The second floor of Liat's hideout told a story. There were three bedrooms, a master, and two for children. In one, posters lined the walls, and a derelict computer sat at a wooden desk. Karate trophies filled a shelf—all junior level, meaningless accomplishments that would exist forever in attics and cellars after the child left home. The room spoke of a content childhood. The other bedroom was an infant's, except that the crib had cardboard boxes in it. The room was used for storage. Winnie wondered if the reason for that was morbid, or simply because the infant grew up. Then why wasn't the room converted to a bedroom? Maybe they didn't have time before the Collapse.
"You're procrastinating again," Victoria said.
Winnie's attention snapped back to the chore Victoria had given her. It was really just a flair exercise in disguise. Unfortunately, she was with Victoria in the master bedroom of the house, where Victoria and Liat were setting up the radio pack brought from town. Victoria's aura sense let her know whenever Winnie procrastinated.

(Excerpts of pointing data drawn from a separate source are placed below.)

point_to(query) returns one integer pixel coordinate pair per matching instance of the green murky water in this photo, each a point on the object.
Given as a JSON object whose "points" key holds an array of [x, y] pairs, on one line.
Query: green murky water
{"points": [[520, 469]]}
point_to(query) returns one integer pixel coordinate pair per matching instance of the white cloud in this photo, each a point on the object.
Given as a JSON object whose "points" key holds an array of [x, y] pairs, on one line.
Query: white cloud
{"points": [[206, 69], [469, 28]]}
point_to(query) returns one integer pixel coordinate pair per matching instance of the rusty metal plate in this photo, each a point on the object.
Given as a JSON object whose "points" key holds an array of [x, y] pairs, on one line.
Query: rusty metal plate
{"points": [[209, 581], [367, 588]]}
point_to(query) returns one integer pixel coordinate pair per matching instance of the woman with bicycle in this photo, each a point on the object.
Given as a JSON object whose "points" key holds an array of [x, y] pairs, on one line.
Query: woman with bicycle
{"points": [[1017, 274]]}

"I'm not seeing it," Winnie said.
"Try trying."
That was practically Victoria's mantra.
"Have you tried?" Winnie asked. "The atmosphere is really freakin big. Try it."
"I don't have to. I know where they are. Show me what you're doing." Victoria looked at her pointedly.
Resigned, Winnie looked her in the eye and once again put her mind hundreds of miles above them. From up there, the earth's curves were plain to see. The glowing blue sky was an aura about its surface. She once again began scouring around looking for a single ship supposedly coasting around up there. Even if there were no obstacles to block her view, it was akin to searching for a specific mote of dust on a clean floor.
"First of all," Victoria said, "you're looking much too far up. Their elevation is only twenty-eight kilometers, in the ozone layer."
"I can't see ozone."
"Don't try seeing anything. Sense. You already know how to ignore obstacles in your way. This is the same idea. Looking for a small thing in a big space should not hinder your power. Ignore the distance. That ship is the only thing up here. You should be able to spread your mind over the atmosphere and sense where the ship is."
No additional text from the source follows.